Noora Helena Karjula (née Strömsholm; born September 19, 1975), known professionally as Noora Karma, is a Finnish magician and mentalist. In March 2014, she starred in the TV show Mentalist Noora Karma on the MTV3 channel.

== Career ==
Karma became known in Finland for her magic tricks that received media attention. These include hypnotizing Ilkka Kanerva at the Independence Day celebrations after-party at the Presidential Palace, performing on Arto Nyberg's talk show, correctly predicting the outcomes of SM-liiga ice hockey games, and correctly guessing winning lottery numbers.

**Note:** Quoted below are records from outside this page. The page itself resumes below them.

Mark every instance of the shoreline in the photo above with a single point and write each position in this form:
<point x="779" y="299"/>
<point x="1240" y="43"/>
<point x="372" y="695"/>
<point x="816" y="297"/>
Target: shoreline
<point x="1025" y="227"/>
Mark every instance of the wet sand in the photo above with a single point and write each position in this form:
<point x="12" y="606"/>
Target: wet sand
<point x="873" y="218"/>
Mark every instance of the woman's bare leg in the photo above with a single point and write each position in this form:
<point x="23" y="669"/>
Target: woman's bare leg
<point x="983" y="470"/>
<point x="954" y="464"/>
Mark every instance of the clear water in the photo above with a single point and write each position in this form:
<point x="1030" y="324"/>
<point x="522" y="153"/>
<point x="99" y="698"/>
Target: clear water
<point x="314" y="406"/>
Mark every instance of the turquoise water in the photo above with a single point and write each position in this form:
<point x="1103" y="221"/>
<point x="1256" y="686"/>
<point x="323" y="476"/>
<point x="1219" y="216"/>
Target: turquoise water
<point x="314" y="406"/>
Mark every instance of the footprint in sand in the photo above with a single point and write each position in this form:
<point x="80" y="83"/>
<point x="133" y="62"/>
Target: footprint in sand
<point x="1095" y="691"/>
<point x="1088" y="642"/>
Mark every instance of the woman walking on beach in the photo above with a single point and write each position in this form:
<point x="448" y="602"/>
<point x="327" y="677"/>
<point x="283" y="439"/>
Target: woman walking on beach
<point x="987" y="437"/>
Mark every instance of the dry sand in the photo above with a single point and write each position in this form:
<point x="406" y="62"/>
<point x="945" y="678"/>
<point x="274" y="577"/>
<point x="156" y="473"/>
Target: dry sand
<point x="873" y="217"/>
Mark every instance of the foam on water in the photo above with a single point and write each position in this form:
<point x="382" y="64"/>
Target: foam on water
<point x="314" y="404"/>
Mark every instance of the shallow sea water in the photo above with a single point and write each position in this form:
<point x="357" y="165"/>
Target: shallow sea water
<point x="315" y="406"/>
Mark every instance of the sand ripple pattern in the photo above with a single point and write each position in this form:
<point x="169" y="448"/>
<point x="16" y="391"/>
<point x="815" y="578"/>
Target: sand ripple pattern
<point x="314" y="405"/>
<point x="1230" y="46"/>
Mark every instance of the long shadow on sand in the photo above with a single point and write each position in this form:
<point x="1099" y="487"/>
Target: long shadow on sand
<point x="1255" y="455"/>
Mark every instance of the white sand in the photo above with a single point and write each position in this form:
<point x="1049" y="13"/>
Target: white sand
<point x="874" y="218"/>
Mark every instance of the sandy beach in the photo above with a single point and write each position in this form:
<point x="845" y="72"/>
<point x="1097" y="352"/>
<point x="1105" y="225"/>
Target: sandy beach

Karma primarily works as a magician, mentalist, and host at corporate and private events. She is also a singer and pianist, having earned a master's degree in music in London. She sang on the Remix band's single Vapauteen and writes her own music.

== Personal life ==
Karma has two children with Spanish magician Alfonso Rios. The couple won the Finnish Championship in stage magic in 2005. Prior to this, she was married to a British man. Karma was married to Jani Strömsholm from 2017 to 2019.

== Television ==
Karma participated in the Nelonen channel's reality TV series Selviytyjät Suomi in 2018. She took part in the second season of the TV series Myyrä, which aired in spring 2021. In spring 2024, Karma was a contestant on the show Tähdet, tähdet.